Root Ribbons with Sage – You can use any root vegetable with this recipe. I chose carrots. The presentation is really interesting because you basically peel the vegetable to nothingness and serve all of the ribbons that you made with the peeler. I wasn’t overly thrilled with this one, although Joe liked it. Sage was one of the herbs that I had a hard time finding fresh so I think I may try it again later with fresh sage instead of dried.

I would definitely recommend this cookbook, it’s beautifully presented and has a lot of great ideas. I’m planning on planting an herb garden this spring so I think I’ll be referencing it for my garden as well as my cooking.

Category:Cookbooks | Comments (1) | Autor: Erica

Cookbooks: The Bon Appétit Cookbook

Tuesday, 23. January 2007 15:49

I received several cookbooks for Christmas this year and I thought I might try and do a review of them as I cook. I decided to start with The Bon Appétit Cookbook by Barbara Fairchild, and I’ve tried several recipes that I’ve described below.

This cookbook compiles decades of recipes from Bon Appetit magazine and the cost of the book comes with a one year subscription to the magazine (which I’ve had sent to my Mom). So many dishes seemed to call to me as I flipped through the book that I had a hard time deciding where to start. I always take that as a good sign. If I flip through a cookbook and want to eat almost everything that I see listed then it’s got to be good.

Here’s what I’ve made so far:

- Pan-Fried Lamb Chops with Rosemary and Garlic — Super easy to make and there’s a little bit of crushed red pepper that gives it a nice bite.

- Scalloped Potatoes with Goat Cheese and Herbes de Provence — A nice spin on the traditional scalloped potatoes.

- Oven-Roasted Winter Vegetables with Rigatoni — Joe’s first comment was that it was too healthy. While I have to agree with him there (especially since I used a whole-wheat pasta), I still liked it, and it was easy to make.

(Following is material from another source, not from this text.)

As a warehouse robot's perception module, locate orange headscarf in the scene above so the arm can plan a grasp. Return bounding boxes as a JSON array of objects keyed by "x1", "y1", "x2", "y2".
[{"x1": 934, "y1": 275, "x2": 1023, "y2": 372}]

- Greek-Style Linguini with Shrimp and Feta — I made this recipe too late and didn’t want to use the shrimp that I had bought, so we had it without the shrimp. It was still pretty good, although maybe a little heavy on the lemon juice. The feta and artichokes made a nice contrast to my normal pasta sauce.

- Turkey Chili with White Beans — Almost inedible! The recipe calls for 1/4 cup of chili powder which is either a typo, or I’ve found some seriously hot chili powder here in France. I suppose either is possible. It was so hot that Joe and I sat there with noses running and mouths hurting just trying to get through it. I had more the next day and it wasn’t as bad, but I just ate the meat and beans and avoided the liquid at all cost! It was unfortunate because if it weren’t so hot, it would have been a really nice chili. So, I’ll probably make it again, but I’ll definitely cut down the amount of chili powder.

- Beef Bourgiugnon — This one was a bit of a miss. Joe had been asking for stew so I thought I’d try it out. I followed all of the instructions, but it just wasn’t cooked enough when I was done. The sauce tasted great, but the meat and vegetables never got that really tender texture to them.

With over 1,200 recipes, I’ve got a lot of cooking to do! This cookbook has turned out to be a bit more of a mixed bag than I had expected, but since I’ve only touched the surface of what they’ve got to offer, I’ll definitely be referring to it in the future.